Small sample sizes in baseball are dangerous.
You can get into trouble focusing on a player's week-long hot stretch or a turnaround from a guy in mid-April.
So it's too early to determine if the Manny Ramirez Experiment will work out or not for the Cubs.
But so far, so good.
Ramirez debuted with Triple-A Iowa Thursday night, serving as the designated hitter and reaching on an error in an 0-for-4 performance at the plate.
"On the field, he'll probably take time to feel comfortable," Cubs president Theo Epstein said Friday at Wrigley Field. "But we got an email unsolicited from one of our coaches down there just about how Manny is already setting a great example.
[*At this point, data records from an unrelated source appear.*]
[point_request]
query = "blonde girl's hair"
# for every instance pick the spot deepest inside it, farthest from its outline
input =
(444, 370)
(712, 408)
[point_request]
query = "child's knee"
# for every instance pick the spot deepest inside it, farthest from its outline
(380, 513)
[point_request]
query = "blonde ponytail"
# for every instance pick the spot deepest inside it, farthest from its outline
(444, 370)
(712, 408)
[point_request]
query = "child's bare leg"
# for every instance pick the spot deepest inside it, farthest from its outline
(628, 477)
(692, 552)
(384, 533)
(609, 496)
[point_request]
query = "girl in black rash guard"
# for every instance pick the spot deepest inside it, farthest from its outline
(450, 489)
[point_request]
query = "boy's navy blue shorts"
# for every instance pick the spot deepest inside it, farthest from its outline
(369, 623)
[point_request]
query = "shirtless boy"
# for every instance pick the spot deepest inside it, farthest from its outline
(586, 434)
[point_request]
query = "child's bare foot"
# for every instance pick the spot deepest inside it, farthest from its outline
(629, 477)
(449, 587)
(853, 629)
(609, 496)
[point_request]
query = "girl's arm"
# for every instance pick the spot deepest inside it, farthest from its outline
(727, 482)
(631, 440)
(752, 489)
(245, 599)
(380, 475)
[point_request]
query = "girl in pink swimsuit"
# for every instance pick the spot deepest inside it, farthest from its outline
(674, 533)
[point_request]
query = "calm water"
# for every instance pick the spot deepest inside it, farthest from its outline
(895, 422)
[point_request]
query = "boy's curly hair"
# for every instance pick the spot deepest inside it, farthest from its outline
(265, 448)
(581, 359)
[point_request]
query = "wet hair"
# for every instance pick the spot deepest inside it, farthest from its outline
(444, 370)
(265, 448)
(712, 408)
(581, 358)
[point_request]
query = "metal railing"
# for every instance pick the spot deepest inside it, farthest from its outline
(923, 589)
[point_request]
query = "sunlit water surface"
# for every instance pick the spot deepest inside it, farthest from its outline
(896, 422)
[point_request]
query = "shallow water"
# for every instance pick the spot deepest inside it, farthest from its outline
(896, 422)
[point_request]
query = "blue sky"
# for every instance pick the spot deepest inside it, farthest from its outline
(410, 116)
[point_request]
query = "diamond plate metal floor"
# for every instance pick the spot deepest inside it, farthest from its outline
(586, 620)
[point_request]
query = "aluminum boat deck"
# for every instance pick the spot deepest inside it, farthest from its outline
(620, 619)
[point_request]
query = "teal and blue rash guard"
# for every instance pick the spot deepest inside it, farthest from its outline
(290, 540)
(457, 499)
"They've been preaching work ethic to our young guys about just how much work it takes to get ready for a game to be able to succeed not just at Triple-A, but up here in the big leagues. For them to see Manny be the first one at the field and take the most swings and do the most pregame preparation is invaluable. It just reinforces the lessons they're trying to teach."
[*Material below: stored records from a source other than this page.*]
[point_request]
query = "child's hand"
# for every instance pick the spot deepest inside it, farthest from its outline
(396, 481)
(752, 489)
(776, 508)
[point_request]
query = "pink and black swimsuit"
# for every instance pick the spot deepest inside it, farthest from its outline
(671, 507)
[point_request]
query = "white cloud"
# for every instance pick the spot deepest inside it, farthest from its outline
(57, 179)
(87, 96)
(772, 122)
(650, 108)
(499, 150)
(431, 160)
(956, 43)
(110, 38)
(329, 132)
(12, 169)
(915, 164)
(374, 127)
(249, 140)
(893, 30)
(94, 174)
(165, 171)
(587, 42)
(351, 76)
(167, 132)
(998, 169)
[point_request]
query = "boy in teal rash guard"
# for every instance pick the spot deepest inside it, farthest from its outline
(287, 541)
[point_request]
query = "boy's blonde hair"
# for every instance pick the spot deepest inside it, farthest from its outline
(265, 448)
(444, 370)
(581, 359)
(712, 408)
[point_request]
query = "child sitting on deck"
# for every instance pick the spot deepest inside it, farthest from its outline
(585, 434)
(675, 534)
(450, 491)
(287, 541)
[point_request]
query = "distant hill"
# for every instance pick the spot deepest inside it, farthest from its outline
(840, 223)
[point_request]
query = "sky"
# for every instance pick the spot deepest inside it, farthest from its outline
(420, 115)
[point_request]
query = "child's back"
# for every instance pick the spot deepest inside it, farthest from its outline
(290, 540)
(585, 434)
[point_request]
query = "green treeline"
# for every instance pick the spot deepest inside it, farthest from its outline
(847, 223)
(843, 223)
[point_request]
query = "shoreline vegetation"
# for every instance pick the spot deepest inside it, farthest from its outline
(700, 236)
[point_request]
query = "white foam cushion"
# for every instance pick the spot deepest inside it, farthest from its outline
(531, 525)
Epstein said the younger players at Iowa are following Ramirez around like "a pied piper" and said the 42-year-old is a totally different guy than the one that created headaches in the Boston Red Sox locker room in the mid-2000s when Epstein was the GM in Boston.
"Look, I think Manny was overly villified. He was sort of a little apocryphal, with some of those stories," Epstein said. "He definitely was a headache; he admits it. It's good to believe in redemption and second chances and it's nice to see people change for the better."
Ramirez has been tasked with filling a player-coach role in Triple-A, helping to nurture along the Cubs' top prospects like Javier Baez, Kris Bryant and Arismendy Alcantara.
But what does he get out of it?
"He wants to help young players," Epstein said. "He wants to give back to the game that, in his words, 'has done so much for him.'
"I didn't believe it the first time I heard it. But the repeated conversations, talking to people who are around Manny day in and day out, he definitely changed for the better."
With Ramirez embracing a coaching role and understanding he's in the twilight of a very illustrious career, a natural question would be to wonder if a big-league coaching job awaits.
Epstein and the Cubs want to pump the brakes on that kind of talk right now, though.
"I don't think he's thinking that far ahead," Epstein said. "We're taking it one day at a time. First thing he did when he got down to Mesa is gather all the players who were there for extended and give them a talk about following what he does on the field and learning from the mistakes he made off the field.
"We didn't ask him to do that. He did that on his own. He's in a great place right now."
It's way too soon to call this experiment a success, but Epstein and the Cubs believe things are moving on the right path.
For now, the Manny Show is in Des Moines, Iowa.